③ もしミュリエルがアルフレッド王子のルートを選んだ場合、アルフレッドの婚約者であるメリーローズが障害となって立ちはだかる。
*メリーローズは公爵令嬢という身分を笠に着て、ミュリエルをいじめ倒し、最後には皆が見ている前でその悪事の数々を暴かれ、断罪され、婚約を破棄される。
「ではやはり、ヒロインに近づかないことが一番なのではありませんか?」
「そうなんだけど、場合によってはゲームが持つ『強制力』が働いて、彼女をいじめたくなってしまう可能性もあるのよ」
「なんということ……」
「それに、彼女がアルフレッド様に接近するなら、婚約者のわたくしが遠巻きに見ているだけなんて、不自然でしょう?」
そう言うと、小さく身震いしてメリーローズは話を続けた。
「それから、気をつけなければいけないのは、それだけじゃないの」
「……というと?」
④ 実は攻略対象はもう一人いて、その人物はミュリエルを愛しすぎるために、彼女をいじめる人間を抹殺しようとする。
「なんですって?」
「いわゆる『かくれキャラ』ってやつでね。ミュリエルを不幸にする奴は許さない! っていう過激派で、わたくしなんか、彼に何度殺されたかわからないわ」
「まずいじゃないですか!」
シルヴィアは青ざめて叫んだ。
「そ、その、かくれ……キャラ? は、誰だかわからないのですか?」
「ううん、何度もプレイしているから、もう正体はわかってるの」
「なんだ、それなら対処できるではありませんか。それで、誰なんですか? その危険人物は」
メリーローズの眉尻がさがり、困ったような笑顔になる。
「…………フェリクス様よ」
それを聞いた瞬間、シルヴィアの口が驚愕の余り大きく開き顎が外れかけた。
「まあ、シルヴィア。人形浄瑠璃のガブみたいに、見事な顎の落ちっぷり」
「なんですか、そのニンギョジョリルのガブって! ……というか、フェリクス様? アルフレッド様の弟君の?」
「そう」
将来メリーローズがアルフレッド王子と結婚したら、義理の弟になる間柄だ。無事にゲーム期間を切り抜けたとしても、その間に目をつけられていたとしたら、結婚後に狙われる可能性もある。
「最悪……ですね」
「そうなのよ」
シルヴィアは頭を抱えた。額や背中を冷たい汗が流れるのを感じる。
「どのルートをたどれば、そのフェリクス様の攻撃を躱すことができるのでしょうか?」
「うーん……、ゲームの最難関ルートになるんだけど」
「一応、あるんですね?」
「フェリクス様とミュリエルが結ばれるルートなの」
「そうなれば大丈夫なんですね?」
シルヴィアは胸をなでおろしかけたが、メリーローズが遠い目で呟く。
「いやーでも、それは最難関だから。……マジで」
メリーローズの説明によると、フェリクス王子は小さい頃から体が弱く、最近までほとんど表舞台に姿を現すことがなかった。

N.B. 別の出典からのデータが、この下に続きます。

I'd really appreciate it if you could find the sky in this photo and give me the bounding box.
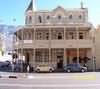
[0,0,100,27]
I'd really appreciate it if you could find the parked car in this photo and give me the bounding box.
[0,61,12,72]
[64,63,87,72]
[35,64,55,73]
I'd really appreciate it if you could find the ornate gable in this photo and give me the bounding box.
[52,6,66,16]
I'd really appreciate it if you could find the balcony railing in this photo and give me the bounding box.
[14,39,93,49]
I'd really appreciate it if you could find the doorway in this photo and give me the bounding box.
[57,56,63,69]
[26,53,30,65]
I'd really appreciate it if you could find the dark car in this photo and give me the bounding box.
[64,63,87,73]
[0,61,12,72]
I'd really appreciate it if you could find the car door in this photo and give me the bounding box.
[72,64,79,71]
[74,64,80,71]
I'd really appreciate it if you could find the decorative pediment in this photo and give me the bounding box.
[52,6,66,16]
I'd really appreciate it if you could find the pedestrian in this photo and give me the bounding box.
[27,65,30,73]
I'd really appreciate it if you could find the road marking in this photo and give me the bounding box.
[27,76,73,79]
[27,74,96,80]
[73,74,96,80]
[0,84,99,87]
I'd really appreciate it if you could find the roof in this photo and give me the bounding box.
[26,0,33,11]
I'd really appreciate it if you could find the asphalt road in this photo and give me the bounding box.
[0,72,100,89]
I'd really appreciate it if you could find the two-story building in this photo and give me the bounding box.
[14,0,94,70]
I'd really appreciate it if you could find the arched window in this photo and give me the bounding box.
[47,16,50,20]
[58,32,62,39]
[69,15,72,19]
[69,32,74,39]
[37,32,42,40]
[38,16,42,23]
[58,15,61,20]
[29,16,32,24]
[79,32,84,39]
[79,15,82,19]
[46,33,49,40]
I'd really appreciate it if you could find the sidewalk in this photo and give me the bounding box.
[0,72,97,79]
[0,72,26,78]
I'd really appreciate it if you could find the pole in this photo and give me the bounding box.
[12,18,16,72]
[21,28,23,72]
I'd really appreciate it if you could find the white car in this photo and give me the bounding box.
[35,64,54,73]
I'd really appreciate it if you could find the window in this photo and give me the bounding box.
[36,32,42,40]
[69,32,74,39]
[46,33,49,40]
[28,32,31,40]
[29,16,32,23]
[44,50,49,62]
[38,32,42,39]
[58,15,61,20]
[69,15,72,19]
[79,32,84,39]
[79,15,82,19]
[47,16,50,20]
[38,16,42,23]
[35,51,42,62]
[35,49,49,63]
[58,32,62,39]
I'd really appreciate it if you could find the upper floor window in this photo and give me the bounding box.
[25,32,31,40]
[79,15,82,19]
[36,31,42,40]
[58,15,61,20]
[47,16,50,20]
[79,32,84,39]
[29,16,32,24]
[58,32,62,40]
[38,16,42,23]
[45,33,49,40]
[69,15,72,19]
[38,32,42,39]
[69,32,74,39]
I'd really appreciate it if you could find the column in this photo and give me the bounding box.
[92,41,95,71]
[21,29,24,72]
[16,31,19,60]
[33,27,36,67]
[49,28,51,64]
[64,27,67,65]
[21,29,24,60]
[76,27,79,63]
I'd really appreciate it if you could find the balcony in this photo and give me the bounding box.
[35,40,50,48]
[14,39,93,49]
[65,39,93,48]
[50,39,93,48]
[14,40,34,49]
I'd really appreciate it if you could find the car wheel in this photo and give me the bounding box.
[67,69,71,73]
[36,69,40,73]
[81,69,85,72]
[49,69,53,73]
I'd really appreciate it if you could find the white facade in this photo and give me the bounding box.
[14,1,94,70]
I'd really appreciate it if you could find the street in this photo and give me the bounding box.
[0,72,100,89]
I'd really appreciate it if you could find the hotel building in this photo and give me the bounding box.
[14,0,94,70]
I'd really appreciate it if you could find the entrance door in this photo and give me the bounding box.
[26,53,30,65]
[57,56,63,69]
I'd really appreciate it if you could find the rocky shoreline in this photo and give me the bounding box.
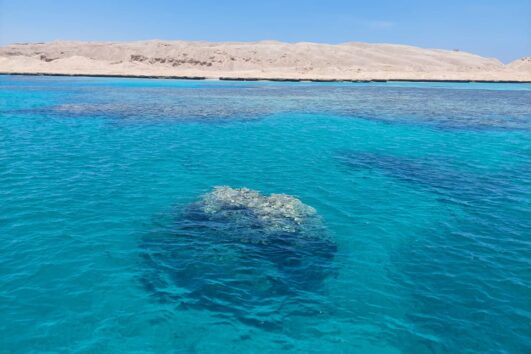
[1,72,529,84]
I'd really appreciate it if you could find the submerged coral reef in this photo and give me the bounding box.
[197,186,320,234]
[141,187,336,328]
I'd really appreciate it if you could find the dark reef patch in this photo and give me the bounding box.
[336,151,524,206]
[5,78,530,130]
[140,187,336,328]
[338,151,468,192]
[337,151,531,352]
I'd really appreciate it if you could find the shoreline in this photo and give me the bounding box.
[2,72,530,84]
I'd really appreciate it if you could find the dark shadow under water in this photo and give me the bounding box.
[338,150,531,353]
[336,151,525,206]
[140,187,337,330]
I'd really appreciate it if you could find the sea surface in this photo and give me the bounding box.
[1,75,530,353]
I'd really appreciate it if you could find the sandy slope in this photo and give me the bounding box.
[0,40,529,81]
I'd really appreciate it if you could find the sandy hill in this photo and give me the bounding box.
[508,57,531,72]
[0,40,529,81]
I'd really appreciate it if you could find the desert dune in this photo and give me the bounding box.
[0,40,529,82]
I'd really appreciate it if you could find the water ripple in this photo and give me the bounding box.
[1,75,529,353]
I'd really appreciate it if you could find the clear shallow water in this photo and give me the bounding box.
[1,75,530,353]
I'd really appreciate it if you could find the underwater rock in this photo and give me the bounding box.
[141,186,336,328]
[196,186,320,234]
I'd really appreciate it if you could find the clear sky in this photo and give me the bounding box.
[0,0,529,62]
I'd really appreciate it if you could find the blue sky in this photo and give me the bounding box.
[0,0,529,62]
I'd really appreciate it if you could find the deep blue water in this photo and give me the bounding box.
[1,75,530,353]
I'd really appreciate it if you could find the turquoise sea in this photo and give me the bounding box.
[1,75,530,353]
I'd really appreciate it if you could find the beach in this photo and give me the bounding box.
[1,40,530,82]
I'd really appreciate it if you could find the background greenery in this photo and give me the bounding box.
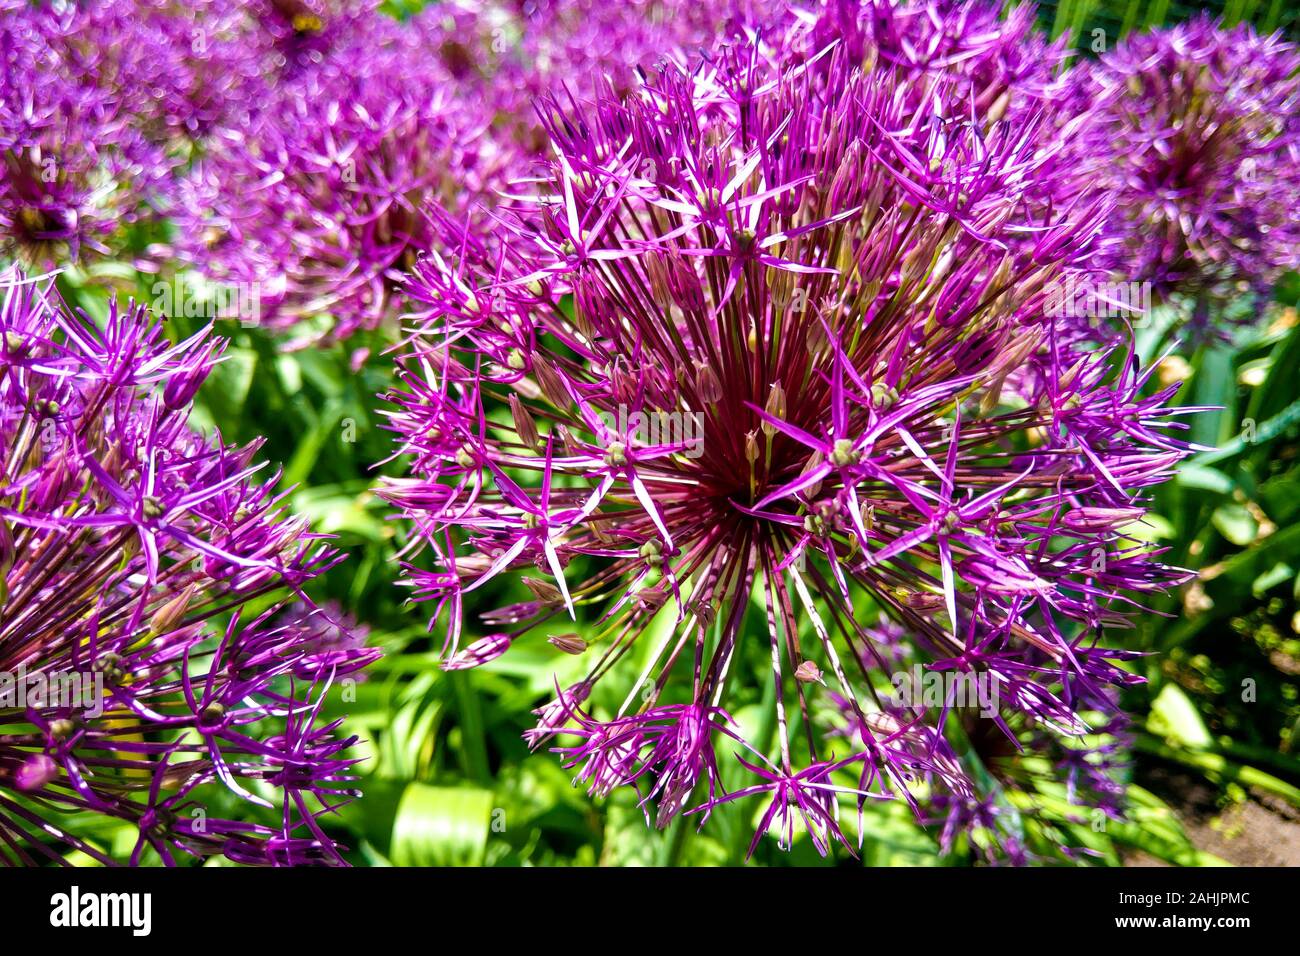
[44,0,1300,866]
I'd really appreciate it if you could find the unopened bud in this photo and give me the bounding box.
[531,356,569,408]
[14,754,58,791]
[443,633,513,671]
[899,589,943,610]
[794,660,825,685]
[522,576,563,605]
[798,451,825,498]
[986,90,1011,124]
[509,394,539,450]
[548,633,587,654]
[762,382,786,435]
[694,362,722,404]
[150,584,198,635]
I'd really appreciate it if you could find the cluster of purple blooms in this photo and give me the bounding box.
[1,1,176,266]
[173,13,499,344]
[379,10,1209,859]
[1056,15,1300,317]
[5,2,1296,339]
[0,269,376,864]
[1,0,1296,864]
[3,0,797,342]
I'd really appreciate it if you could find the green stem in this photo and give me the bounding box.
[1136,735,1300,807]
[449,672,491,786]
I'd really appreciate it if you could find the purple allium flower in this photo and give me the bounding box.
[275,599,374,679]
[420,0,786,119]
[512,0,787,97]
[1057,16,1300,319]
[18,0,265,146]
[175,8,504,344]
[0,4,176,267]
[379,34,1198,858]
[797,3,1103,300]
[807,0,1067,115]
[243,0,380,76]
[929,709,1134,865]
[927,791,1028,865]
[832,616,1140,863]
[175,0,792,344]
[0,269,376,866]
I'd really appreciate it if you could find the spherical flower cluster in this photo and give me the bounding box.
[0,3,177,268]
[422,0,787,126]
[379,35,1196,856]
[242,0,381,77]
[1,1,406,275]
[512,0,788,98]
[20,0,264,145]
[174,14,500,344]
[1058,16,1300,317]
[0,270,376,866]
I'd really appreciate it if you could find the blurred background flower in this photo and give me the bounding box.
[1057,14,1300,336]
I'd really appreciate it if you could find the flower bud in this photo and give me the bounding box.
[443,633,513,670]
[150,583,198,635]
[509,394,540,450]
[694,362,722,404]
[531,355,570,408]
[794,660,825,685]
[762,382,786,435]
[548,633,588,654]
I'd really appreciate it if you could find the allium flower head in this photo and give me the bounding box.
[0,270,376,865]
[415,0,790,165]
[176,11,500,344]
[178,0,790,344]
[808,0,1067,115]
[1,5,175,267]
[513,0,788,97]
[381,35,1197,857]
[1058,16,1300,314]
[15,0,265,146]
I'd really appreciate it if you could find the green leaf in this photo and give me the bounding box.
[1148,684,1212,748]
[1252,561,1294,597]
[1211,502,1258,547]
[1246,320,1300,425]
[599,799,667,867]
[390,783,494,867]
[1176,464,1234,495]
[1189,344,1236,450]
[1135,737,1300,808]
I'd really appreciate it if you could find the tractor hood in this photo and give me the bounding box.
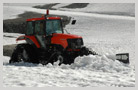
[51,33,83,49]
[52,33,82,39]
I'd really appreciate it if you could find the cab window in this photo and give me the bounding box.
[26,21,34,35]
[46,20,62,36]
[35,21,44,35]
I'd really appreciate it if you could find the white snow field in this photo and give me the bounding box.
[3,3,135,87]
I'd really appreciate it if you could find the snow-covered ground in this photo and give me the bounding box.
[3,3,135,87]
[3,3,135,20]
[3,33,26,45]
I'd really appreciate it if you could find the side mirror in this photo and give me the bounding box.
[71,20,76,25]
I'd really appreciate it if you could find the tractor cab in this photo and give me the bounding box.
[26,17,63,36]
[25,16,64,48]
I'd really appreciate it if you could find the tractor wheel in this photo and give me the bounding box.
[39,52,64,65]
[56,54,64,65]
[9,44,37,64]
[39,59,49,65]
[50,52,64,65]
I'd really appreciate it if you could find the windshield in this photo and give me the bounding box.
[46,20,63,36]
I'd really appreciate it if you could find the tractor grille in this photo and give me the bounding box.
[67,38,83,49]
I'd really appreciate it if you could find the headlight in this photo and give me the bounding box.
[71,43,76,49]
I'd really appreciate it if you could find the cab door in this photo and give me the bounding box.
[34,20,46,49]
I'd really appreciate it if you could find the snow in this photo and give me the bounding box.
[4,3,47,7]
[3,33,26,45]
[3,4,135,20]
[3,56,135,87]
[3,3,135,87]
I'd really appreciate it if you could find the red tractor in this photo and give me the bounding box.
[9,10,129,65]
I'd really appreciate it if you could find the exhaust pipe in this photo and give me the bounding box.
[47,9,49,15]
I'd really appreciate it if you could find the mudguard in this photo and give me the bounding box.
[16,35,41,48]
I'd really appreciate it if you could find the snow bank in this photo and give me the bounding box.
[58,55,132,74]
[71,55,132,73]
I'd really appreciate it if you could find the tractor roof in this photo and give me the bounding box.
[26,16,61,21]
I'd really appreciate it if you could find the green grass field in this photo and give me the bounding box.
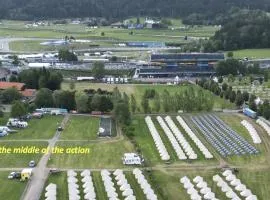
[1,116,63,140]
[0,141,47,167]
[48,139,135,168]
[60,116,100,140]
[233,49,270,59]
[0,172,27,200]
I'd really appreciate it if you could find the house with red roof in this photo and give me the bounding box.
[0,82,36,100]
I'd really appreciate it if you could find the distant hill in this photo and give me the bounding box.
[0,0,269,20]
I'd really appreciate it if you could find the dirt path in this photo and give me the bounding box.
[21,114,70,200]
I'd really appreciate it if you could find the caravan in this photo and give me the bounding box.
[6,118,28,128]
[122,153,144,165]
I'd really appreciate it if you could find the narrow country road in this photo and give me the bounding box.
[21,114,70,200]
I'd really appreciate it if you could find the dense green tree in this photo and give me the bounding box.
[130,94,137,113]
[35,88,54,108]
[242,91,249,102]
[92,62,105,80]
[1,88,22,104]
[58,49,78,62]
[153,93,161,113]
[141,95,150,113]
[75,92,89,113]
[11,101,27,117]
[114,100,131,125]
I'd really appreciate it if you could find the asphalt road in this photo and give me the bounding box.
[21,114,70,200]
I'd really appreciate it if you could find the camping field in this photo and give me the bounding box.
[48,139,135,169]
[1,116,63,140]
[0,141,47,167]
[59,115,100,140]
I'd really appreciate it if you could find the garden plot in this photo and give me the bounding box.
[191,114,258,157]
[99,117,112,137]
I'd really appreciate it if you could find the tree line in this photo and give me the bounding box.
[0,0,269,20]
[196,78,270,119]
[129,87,214,114]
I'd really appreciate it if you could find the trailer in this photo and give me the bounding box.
[243,108,257,119]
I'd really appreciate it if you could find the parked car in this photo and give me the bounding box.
[32,112,43,119]
[28,160,36,167]
[57,126,63,131]
[8,172,16,179]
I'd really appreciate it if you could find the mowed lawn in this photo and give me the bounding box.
[218,113,270,166]
[1,116,63,140]
[148,168,270,200]
[60,116,100,140]
[48,139,135,168]
[232,49,270,59]
[0,172,26,200]
[0,141,47,167]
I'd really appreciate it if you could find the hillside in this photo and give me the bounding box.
[0,0,269,20]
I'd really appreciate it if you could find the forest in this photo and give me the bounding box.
[0,0,269,20]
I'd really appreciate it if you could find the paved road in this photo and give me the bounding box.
[21,114,70,200]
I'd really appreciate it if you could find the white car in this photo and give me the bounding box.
[8,172,16,179]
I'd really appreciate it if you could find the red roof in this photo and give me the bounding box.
[0,82,25,90]
[20,89,37,97]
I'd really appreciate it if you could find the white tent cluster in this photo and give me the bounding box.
[45,183,57,200]
[101,170,118,199]
[145,116,170,161]
[113,169,136,200]
[81,170,96,200]
[164,116,197,159]
[256,119,270,136]
[193,176,218,200]
[221,170,258,200]
[213,174,241,200]
[180,176,201,200]
[176,116,213,159]
[133,168,158,200]
[241,120,261,144]
[156,116,189,160]
[67,170,80,200]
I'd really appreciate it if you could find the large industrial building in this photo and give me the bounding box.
[134,53,224,78]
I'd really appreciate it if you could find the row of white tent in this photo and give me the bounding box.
[180,176,218,200]
[157,116,195,160]
[133,168,158,200]
[221,170,258,200]
[241,120,261,144]
[176,116,214,159]
[101,170,119,199]
[256,119,270,136]
[81,170,96,200]
[145,116,170,161]
[164,116,198,159]
[113,169,136,200]
[45,183,57,200]
[67,170,80,200]
[213,175,241,200]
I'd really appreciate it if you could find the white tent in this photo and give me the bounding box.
[235,184,246,192]
[67,170,77,177]
[246,195,258,200]
[81,169,91,177]
[240,189,252,197]
[196,181,207,189]
[193,176,203,183]
[222,170,232,177]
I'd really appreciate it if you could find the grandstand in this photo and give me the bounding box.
[133,53,224,78]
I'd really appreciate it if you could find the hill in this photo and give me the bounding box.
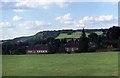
[2,29,104,45]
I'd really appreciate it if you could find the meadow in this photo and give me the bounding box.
[2,52,118,76]
[56,31,103,39]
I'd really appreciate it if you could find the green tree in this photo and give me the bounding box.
[88,33,98,43]
[117,37,120,49]
[78,28,88,52]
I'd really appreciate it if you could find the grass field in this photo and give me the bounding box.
[56,31,103,39]
[2,52,118,76]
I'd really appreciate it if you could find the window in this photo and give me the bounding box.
[40,50,42,53]
[72,48,74,51]
[75,48,78,50]
[27,50,32,53]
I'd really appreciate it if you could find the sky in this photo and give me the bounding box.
[0,0,118,40]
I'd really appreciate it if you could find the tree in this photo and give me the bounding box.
[47,38,61,54]
[82,28,86,37]
[78,28,88,52]
[13,46,27,54]
[117,37,120,49]
[58,45,66,53]
[88,33,98,43]
[107,26,120,40]
[2,43,12,54]
[47,37,55,42]
[88,33,99,51]
[100,26,120,49]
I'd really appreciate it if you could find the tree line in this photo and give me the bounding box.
[2,26,120,54]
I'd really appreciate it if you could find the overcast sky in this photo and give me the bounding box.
[0,1,118,40]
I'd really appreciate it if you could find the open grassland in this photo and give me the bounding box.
[2,52,118,76]
[56,31,103,39]
[0,55,2,77]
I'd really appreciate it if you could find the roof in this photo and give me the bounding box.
[27,44,49,50]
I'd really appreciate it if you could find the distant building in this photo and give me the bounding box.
[65,42,79,53]
[88,42,97,52]
[26,44,49,54]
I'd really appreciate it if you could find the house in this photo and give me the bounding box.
[88,42,98,52]
[65,42,79,53]
[26,44,49,54]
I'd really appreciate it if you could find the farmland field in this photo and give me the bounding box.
[56,31,103,39]
[2,52,118,76]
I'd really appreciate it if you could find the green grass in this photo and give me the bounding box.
[0,55,2,77]
[56,32,90,39]
[95,31,103,35]
[2,52,118,76]
[56,31,102,39]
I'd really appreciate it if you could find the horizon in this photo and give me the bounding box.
[0,1,118,40]
[1,26,118,41]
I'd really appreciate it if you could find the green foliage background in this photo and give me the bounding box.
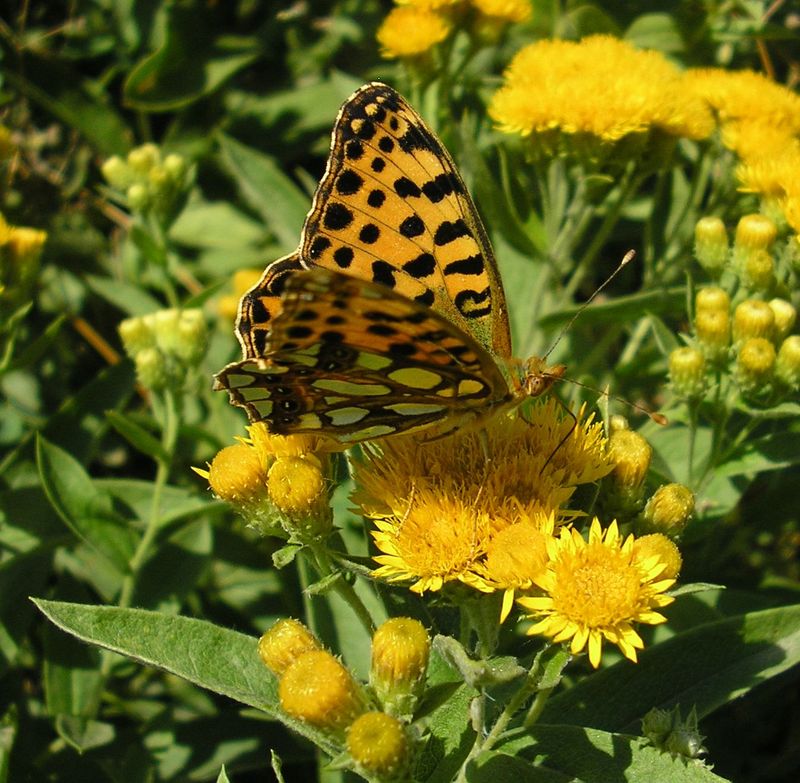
[1,2,799,782]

そのことがコンプレックスとなり卑屈な性格となるが、学院でミュリエルと知り合い、平民でありながら明るくふるまう彼女に惹かれていく。
とはいえ身分差もあり、例え彼女と結ばれても周囲を説得することはできないだろうと、本人が早々に諦めてしまうので、フェリクスルートは難易度が高い。
そして秘めた思いはその分だけ強く、そしてねじ曲がっていき、ついには彼女を傷つけるもの、傷つけようとするものを憎み、ミュリエルを傷つける者は許さないという思想に発展する。